Meliora had a sad expression on her face, exposing her superior intelligence to them, like a mother trying to avoid teaching her child about death. “He’s explained that I’m not really your daughter, right?” She grimaced under emotional discomfort.
“That’s not what you indicated when you saved my other daughter’s life,” Ace volleyed. “You wanted to be sisters.”
“I feel a closeness to people that they can’t reciprocate. I built this place, because everyone feels like a sister or brother to me.”
“That’s bullshit,” Ace argued. “If a lab tests our blood, what are they gonna find? Are they gonna conclude that we’re genetically related?”
“Well, they would, but—”
“But that’s all I need to know. There are three kind of parents in the world: those who are related to their kids, but don’t raise them; those who raise their kids, but aren’t related to them; and those who are both. I don’t know you, but I love you, and nothing you say will stop me from feeling that.”
“I’m a distraction,” Meliora said to him. “You have work to do. Rothko is just the latest in a long line of challenges you and your family are going to have to face. I can’t have you trying to include me in that, because I have my own work to do.”
“If that’s true, why did you send Dave to us?” Paige asked. “Why did you reyoungify me? If you wanted to stay out of it, then you should have.”
“I should have,” Meliora agreed. “Merton could have handled that, and I could have simply given The Courier your gifts.”
“If that’s how you feel,” Paige said, “I guess we have nothing more to discuss.”
Meliora looked to the bellhop, Dodeka. “Please retrieve that little brownish lockbox from the back. They’ll be taking the downgraded package. I can see they don’t need as much help as I had originally instructed Dave to provide them with.”
“Sir,” Dodeka said obediently as she was leaving.
Meliora turned back to her fake family. “You can stay in the hotel as long as you would like. She can provide you with any amenities, and will be sending you of with everything you need to defeat Mister Ladhiffe.
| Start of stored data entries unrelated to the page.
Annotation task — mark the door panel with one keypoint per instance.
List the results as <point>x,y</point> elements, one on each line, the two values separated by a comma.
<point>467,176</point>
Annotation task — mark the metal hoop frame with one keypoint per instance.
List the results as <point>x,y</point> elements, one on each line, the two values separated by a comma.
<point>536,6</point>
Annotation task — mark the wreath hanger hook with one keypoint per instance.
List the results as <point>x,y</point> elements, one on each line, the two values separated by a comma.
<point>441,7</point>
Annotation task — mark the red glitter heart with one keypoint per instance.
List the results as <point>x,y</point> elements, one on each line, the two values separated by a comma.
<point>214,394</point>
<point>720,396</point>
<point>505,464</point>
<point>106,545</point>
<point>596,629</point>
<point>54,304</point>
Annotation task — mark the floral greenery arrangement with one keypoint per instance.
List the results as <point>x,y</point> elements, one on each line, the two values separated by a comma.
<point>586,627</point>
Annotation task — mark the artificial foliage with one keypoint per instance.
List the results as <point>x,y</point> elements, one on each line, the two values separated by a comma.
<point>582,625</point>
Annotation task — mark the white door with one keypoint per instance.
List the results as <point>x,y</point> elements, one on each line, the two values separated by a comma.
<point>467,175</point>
We’ll see each other again, under better circumstances, and with less...hostility.”
“We do appreciate the assist,” Ace said as Meliora was walking away.
Dodeka returned with a whitish lockbox. Meliora must have been mistaken about the color. It also didn’t look that little. The bellhop set it on the counter, then lifted a brochure from its holder, and opened it up to show them. We currently have three swimming pools—”
“We won’t be staying,” Ace said, taking the lockbox from the counter. “Please call the Chauffeur back for us.”
“Very well, sir.” She reached into her back pocket, and returned with a lighter. Dave appeared as soon as she ignited it, and wasn’t happy about being interrupted, but he agreed to take Ace and Paige back to Earth.